The Fear of Being Sued

     A wealthy society, like a wealthy person, is apt to err on the side of caution, an instinct akin to trying to protect a lead in games. But what's going on here is not the age-old tension between caution and risk. There's a third dimension of risk that never existed, at least not in ordinary daily choices, until recent decades: legal risk. In any social dealings, whether selling products, managing employees, running a classroom, or building a playground, there's a chance that someone might be hurt or offended. And in modern America that carries with it the risk of being sued.

     Dealing with legal risk is different from dealing with other risks because, instead of weighing the benefits and costs of a choice, it requires focusing on the lowest common denominator. A choice might be beneficial or productive but nonetheless carry huge legal risk. The playground could be perfectly suited for its purpose, attracting tens of thousands of children to healthy activity, and still be the source of liability whenever some boy decides to launch himself off the swing and breaks his leg--as is certain to occur from time to time.

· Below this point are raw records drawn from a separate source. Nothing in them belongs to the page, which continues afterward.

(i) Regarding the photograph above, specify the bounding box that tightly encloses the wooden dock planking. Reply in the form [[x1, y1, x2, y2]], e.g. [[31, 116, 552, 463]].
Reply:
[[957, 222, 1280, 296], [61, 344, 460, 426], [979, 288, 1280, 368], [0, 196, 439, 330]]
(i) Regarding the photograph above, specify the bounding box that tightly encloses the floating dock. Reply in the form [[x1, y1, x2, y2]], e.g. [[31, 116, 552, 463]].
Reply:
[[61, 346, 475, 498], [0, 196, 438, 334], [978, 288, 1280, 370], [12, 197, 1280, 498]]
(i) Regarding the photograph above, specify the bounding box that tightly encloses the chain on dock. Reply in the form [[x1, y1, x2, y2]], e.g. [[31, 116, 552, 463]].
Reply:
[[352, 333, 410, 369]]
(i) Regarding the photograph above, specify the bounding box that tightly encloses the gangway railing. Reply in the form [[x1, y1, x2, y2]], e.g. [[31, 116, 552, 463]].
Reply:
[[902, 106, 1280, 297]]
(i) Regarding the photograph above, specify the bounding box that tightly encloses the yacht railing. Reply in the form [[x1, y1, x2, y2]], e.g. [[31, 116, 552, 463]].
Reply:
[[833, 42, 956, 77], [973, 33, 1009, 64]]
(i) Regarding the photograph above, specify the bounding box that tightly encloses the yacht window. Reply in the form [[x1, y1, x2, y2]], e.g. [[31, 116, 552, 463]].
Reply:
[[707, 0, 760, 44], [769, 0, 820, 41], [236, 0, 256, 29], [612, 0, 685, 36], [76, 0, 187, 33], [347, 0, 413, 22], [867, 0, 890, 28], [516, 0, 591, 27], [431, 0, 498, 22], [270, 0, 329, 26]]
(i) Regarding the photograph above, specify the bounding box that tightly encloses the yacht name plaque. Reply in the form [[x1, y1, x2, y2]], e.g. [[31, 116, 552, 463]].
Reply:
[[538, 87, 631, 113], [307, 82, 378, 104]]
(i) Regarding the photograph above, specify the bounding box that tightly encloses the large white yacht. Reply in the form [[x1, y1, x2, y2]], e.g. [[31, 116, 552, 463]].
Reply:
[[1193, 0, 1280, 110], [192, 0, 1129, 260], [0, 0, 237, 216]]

     This is not a problem that takes care of itself. America has a public health crisis but doesn't know how to make the legal choices needed to let children to take the risks of growing up. We don't know how to say that sometimes things go wrong. This is an odd phenomenon, as if the adults fell on their heads and developed a kind of amnesia about how life works. The victim of an accident appears, demanding satisfaction, and we shrink back in legal fear.